QPR: Green 7; Caulker 7, Ferdinand 7, Dunne 6 (Zamora 78, 5); Simpon 5 (Phillips 68, 5), Traore 6; Barton 6, Faurlin 6 (Hoilett 69, 6), Mutch 6; Remy 7, Austin 6
Subs not used: Henry, Onuoha, Hill, Murphy
Bookings: Dunne 68 (foul)
Hull: McGregor 8; Davies 7, Chester 8, Bruce 6 (McShane 45, 6); Robertson 6, Elmohamady 6; Huddlestone 6, Livermore 6, Snodgrass 6 (Quinn 40, 8); Ince 7 (Meyler 82, -), Jelavic 6
Subs not used: Brady, Figueroa, Harper, Aluko
Goals: Chester 52 (assisted Quinn)
Bookings: Davies 26 (foul), Jelavic 78 (foul)

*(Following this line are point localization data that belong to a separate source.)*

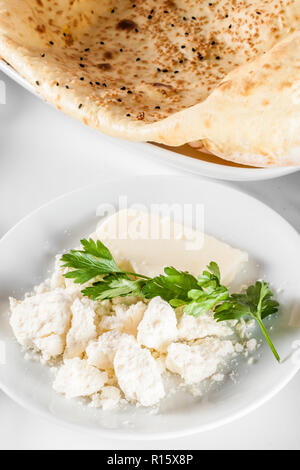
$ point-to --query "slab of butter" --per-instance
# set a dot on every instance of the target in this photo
(148, 243)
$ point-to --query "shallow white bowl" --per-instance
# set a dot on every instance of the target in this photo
(184, 158)
(26, 254)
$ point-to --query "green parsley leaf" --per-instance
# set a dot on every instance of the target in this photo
(94, 260)
(179, 288)
(172, 286)
(114, 286)
(255, 303)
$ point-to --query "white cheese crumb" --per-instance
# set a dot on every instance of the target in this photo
(159, 325)
(57, 279)
(76, 378)
(138, 374)
(251, 344)
(239, 348)
(191, 328)
(83, 328)
(110, 397)
(101, 353)
(41, 321)
(198, 362)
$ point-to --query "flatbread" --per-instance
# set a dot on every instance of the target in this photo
(223, 75)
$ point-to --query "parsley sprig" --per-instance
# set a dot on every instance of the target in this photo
(180, 289)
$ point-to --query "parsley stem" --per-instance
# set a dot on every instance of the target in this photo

QPR Star Man – Rio Ferdinand 7 An awkward one this, because can you give a man of the match award to the guy who ultimately cost QPR the crucial goal in the game? But if not Ferdinand, then who else? Remy? Played well but didn’t score. We’ll stick with Ferdinand I think – calm, composed, classy, and clearly crucial to the way QPR are going to play this season.
Referee – Craig Pawson (Sheffield) 5 Overall, I thought he had an excellent control of the game, allowing it to flow in an unfussy manner. The three bookings were all correct and you couldn’t pick fault with him for 88 minutes. But I thought Nikica Jelavic was fouled by Traore in the first half and that should have been a penalty, and the spot kick that QPR were awarded was incredibly harsh on James Chester. Two big decisions wrong in my opinion, equals a lower mark than his overall performance really deserved.
Attendance 17,603 (1,300 Hull) Such a shame that once again, at the behest of the Premier League, QPR have had to rip up yet more seats from an already limited capacity to provide yet more television camera positions (many of which sit unused even for the televised games) and another two banks of press benches in Ellerslie Road which, we’re told, will also be largely unusued except for when the “big clubs” are in town. These go with our new television studio on Ellerslie Road, which has also sat empty for 90% of the games since it was built two years ago. Loyal, paying football supporters who actually come to games, and in many cases have sat in seats and handed them down through families for generations, shit on once again by the “best league in the world”.